# How do you achieve this effect in Photoshop?



## JDBB (Jul 31, 2008)

Hey guys, say you take a color picture with a dSLR and then want to convert it into black and white so that it looks like this for example. 






You know what I mean? The very dark background and the merely gray subject. High contrast. Very a la Anne Geddes. How can I achieve that effect from a regular color picture. How much is the setting and how much is the photoshop? Can it be done just with photoshop and without the physical settings? I don't have a black backdrop if that's what that is.
Here's another example on flickr of a great artist that achieves these great effects. 

http://flickr.com/photos/14080255@N08/2183674849

Any help is surely appreciated


----------



## ann (Jul 31, 2008)

black backdrop and carefully lighting


----------



## freelunch (Jul 31, 2008)

As ann said, or you could achieve that result (solid black) with a cutout (paths, bezier curves).


----------



## JDBB (Jul 31, 2008)

How do you do that in photoshop though:er:?


----------



## Makavelli (Jul 31, 2008)

JDBB said:


> How do you do that in photoshop though:er:?
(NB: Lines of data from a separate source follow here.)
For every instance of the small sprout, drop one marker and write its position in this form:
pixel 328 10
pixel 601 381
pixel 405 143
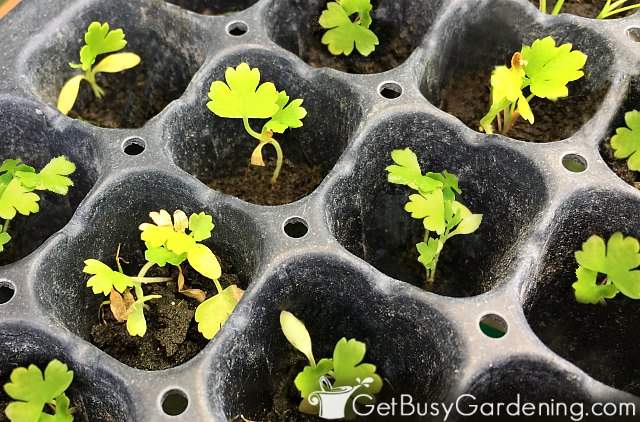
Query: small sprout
pixel 435 204
pixel 241 98
pixel 543 70
pixel 345 369
pixel 347 23
pixel 40 397
pixel 98 40
pixel 610 7
pixel 626 141
pixel 168 241
pixel 18 183
pixel 605 270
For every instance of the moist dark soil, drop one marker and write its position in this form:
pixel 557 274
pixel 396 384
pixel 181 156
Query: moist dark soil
pixel 254 185
pixel 129 100
pixel 286 398
pixel 584 8
pixel 467 98
pixel 619 166
pixel 392 51
pixel 172 336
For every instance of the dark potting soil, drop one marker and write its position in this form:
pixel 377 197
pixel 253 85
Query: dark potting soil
pixel 392 51
pixel 618 166
pixel 254 185
pixel 129 100
pixel 584 8
pixel 172 336
pixel 467 98
pixel 286 397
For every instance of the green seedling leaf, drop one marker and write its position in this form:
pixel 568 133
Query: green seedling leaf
pixel 626 141
pixel 32 391
pixel 241 97
pixel 136 322
pixel 287 116
pixel 99 39
pixel 617 263
pixel 213 312
pixel 53 177
pixel 549 68
pixel 16 198
pixel 105 279
pixel 296 333
pixel 342 33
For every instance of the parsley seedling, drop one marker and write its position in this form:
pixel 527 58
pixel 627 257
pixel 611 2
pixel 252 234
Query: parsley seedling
pixel 40 397
pixel 18 183
pixel 543 70
pixel 606 270
pixel 347 23
pixel 610 7
pixel 98 40
pixel 626 141
pixel 435 204
pixel 241 98
pixel 344 369
pixel 168 241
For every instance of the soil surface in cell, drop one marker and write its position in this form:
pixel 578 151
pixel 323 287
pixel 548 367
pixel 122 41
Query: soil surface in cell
pixel 467 98
pixel 619 166
pixel 130 100
pixel 172 336
pixel 254 185
pixel 584 8
pixel 396 45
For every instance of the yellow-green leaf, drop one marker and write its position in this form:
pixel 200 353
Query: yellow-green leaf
pixel 69 94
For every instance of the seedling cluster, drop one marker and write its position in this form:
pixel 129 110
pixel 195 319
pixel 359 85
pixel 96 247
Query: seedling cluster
pixel 40 397
pixel 168 241
pixel 609 9
pixel 541 70
pixel 243 97
pixel 344 369
pixel 443 217
pixel 347 23
pixel 604 270
pixel 19 183
pixel 99 39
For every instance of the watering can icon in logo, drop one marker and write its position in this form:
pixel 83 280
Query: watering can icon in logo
pixel 332 401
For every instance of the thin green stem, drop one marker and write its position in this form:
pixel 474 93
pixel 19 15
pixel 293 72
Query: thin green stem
pixel 557 7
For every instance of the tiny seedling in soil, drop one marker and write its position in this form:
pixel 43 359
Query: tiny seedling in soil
pixel 243 97
pixel 435 204
pixel 609 9
pixel 347 23
pixel 541 70
pixel 168 241
pixel 626 141
pixel 345 369
pixel 604 270
pixel 98 40
pixel 40 397
pixel 19 183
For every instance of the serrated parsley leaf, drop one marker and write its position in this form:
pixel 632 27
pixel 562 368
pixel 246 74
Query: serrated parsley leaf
pixel 626 141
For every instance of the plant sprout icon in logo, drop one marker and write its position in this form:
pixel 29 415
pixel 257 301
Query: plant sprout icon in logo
pixel 332 401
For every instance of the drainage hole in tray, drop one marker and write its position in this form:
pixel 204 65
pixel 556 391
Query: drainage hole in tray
pixel 493 326
pixel 633 33
pixel 7 290
pixel 574 163
pixel 390 90
pixel 237 29
pixel 295 227
pixel 174 402
pixel 133 146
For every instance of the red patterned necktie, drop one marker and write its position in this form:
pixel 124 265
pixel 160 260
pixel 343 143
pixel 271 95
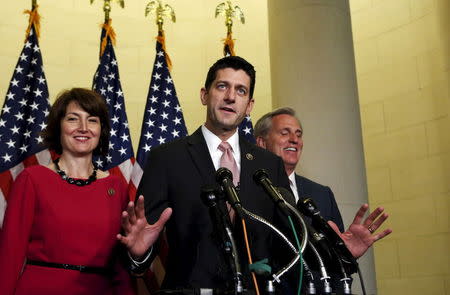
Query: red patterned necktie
pixel 227 160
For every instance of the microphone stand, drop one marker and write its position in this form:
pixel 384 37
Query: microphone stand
pixel 222 224
pixel 224 178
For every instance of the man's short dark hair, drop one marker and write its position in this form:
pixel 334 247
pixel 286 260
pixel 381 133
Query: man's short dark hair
pixel 236 63
pixel 264 123
pixel 91 102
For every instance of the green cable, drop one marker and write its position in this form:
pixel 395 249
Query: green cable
pixel 300 253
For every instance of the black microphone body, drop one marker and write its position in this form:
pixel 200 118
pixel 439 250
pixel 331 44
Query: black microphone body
pixel 225 178
pixel 261 177
pixel 223 232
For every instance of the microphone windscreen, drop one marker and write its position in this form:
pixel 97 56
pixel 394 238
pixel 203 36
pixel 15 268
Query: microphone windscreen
pixel 259 175
pixel 223 173
pixel 287 195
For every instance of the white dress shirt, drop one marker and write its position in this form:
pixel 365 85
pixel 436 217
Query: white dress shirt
pixel 293 185
pixel 213 141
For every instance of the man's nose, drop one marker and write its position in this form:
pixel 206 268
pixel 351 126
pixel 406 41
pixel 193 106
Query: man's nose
pixel 230 95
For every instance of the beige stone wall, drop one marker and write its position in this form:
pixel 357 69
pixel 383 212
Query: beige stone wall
pixel 402 61
pixel 70 44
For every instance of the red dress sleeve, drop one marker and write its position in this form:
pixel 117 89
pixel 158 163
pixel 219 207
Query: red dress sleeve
pixel 16 230
pixel 125 284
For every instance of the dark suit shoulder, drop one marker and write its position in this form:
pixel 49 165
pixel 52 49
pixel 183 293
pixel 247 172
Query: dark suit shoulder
pixel 308 183
pixel 323 197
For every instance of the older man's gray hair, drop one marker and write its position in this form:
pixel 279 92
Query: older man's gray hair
pixel 264 124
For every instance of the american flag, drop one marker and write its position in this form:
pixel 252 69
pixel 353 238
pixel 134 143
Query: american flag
pixel 23 118
pixel 163 122
pixel 163 118
pixel 120 158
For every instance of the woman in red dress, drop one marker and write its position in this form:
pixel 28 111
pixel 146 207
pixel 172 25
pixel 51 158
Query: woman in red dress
pixel 60 230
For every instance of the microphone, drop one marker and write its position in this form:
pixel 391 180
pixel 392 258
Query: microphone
pixel 223 232
pixel 309 208
pixel 225 178
pixel 317 238
pixel 261 177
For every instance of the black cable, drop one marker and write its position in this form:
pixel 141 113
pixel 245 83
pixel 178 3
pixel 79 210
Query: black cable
pixel 361 279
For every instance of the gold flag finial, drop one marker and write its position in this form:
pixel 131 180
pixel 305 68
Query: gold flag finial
pixel 226 9
pixel 160 10
pixel 157 8
pixel 107 7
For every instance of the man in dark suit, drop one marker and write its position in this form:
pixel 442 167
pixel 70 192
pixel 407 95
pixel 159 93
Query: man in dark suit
pixel 280 132
pixel 176 172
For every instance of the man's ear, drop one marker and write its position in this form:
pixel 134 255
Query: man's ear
pixel 203 94
pixel 261 142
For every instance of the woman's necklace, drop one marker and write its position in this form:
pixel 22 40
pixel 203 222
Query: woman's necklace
pixel 78 182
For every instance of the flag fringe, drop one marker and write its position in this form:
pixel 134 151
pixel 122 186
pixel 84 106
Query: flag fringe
pixel 109 33
pixel 228 47
pixel 161 38
pixel 33 20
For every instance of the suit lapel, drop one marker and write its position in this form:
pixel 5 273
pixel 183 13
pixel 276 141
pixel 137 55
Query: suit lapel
pixel 201 158
pixel 248 167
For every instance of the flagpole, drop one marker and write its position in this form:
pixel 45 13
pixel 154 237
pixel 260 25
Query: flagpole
pixel 107 7
pixel 227 10
pixel 161 10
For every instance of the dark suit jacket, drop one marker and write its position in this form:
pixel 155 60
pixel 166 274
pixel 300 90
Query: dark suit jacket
pixel 173 177
pixel 322 196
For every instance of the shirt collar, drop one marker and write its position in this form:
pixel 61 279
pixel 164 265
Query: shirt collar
pixel 213 141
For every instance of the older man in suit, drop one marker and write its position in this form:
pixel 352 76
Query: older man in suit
pixel 175 173
pixel 280 132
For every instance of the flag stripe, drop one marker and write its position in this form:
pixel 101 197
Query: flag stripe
pixel 120 157
pixel 23 118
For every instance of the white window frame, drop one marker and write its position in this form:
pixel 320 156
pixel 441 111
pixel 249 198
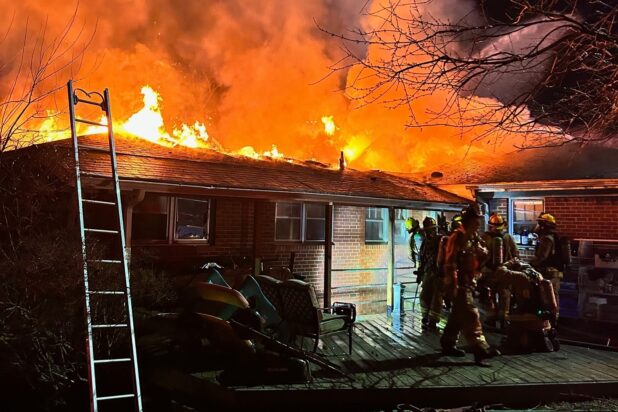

 It can be done in photoshop without any physical settings.
If you are using a color photo first you convert it into black and white. 
Then you go to "Image~adjustment~Levels and slide the top bar all the way to the right turning everything black.
click back to your black and white layer in your history box
Now on the same history box, click the small box on the LEFT of "levels"
Next you press the Y on your keyboard to get the history brush. Choose a soft brush, choose the opacity of your brush and start painting over everything you want turn black .
To get all the small details I usually magnify the picture so you can see everything in great detail.


----------



## JDBB (Jul 31, 2008)

Makavelli said:


> It can be done in photoshop without any physical settings.
> If you are using a color photo first you convert it into black and white.
> Then you go to "Image~adjustment~Levels and slide the top bar all the way to the right turning everything black.
> click back to your black and white layer in your history box
> ...


  Can't seem to make it work. I get stuck in trying to paint over whatever I want black


----------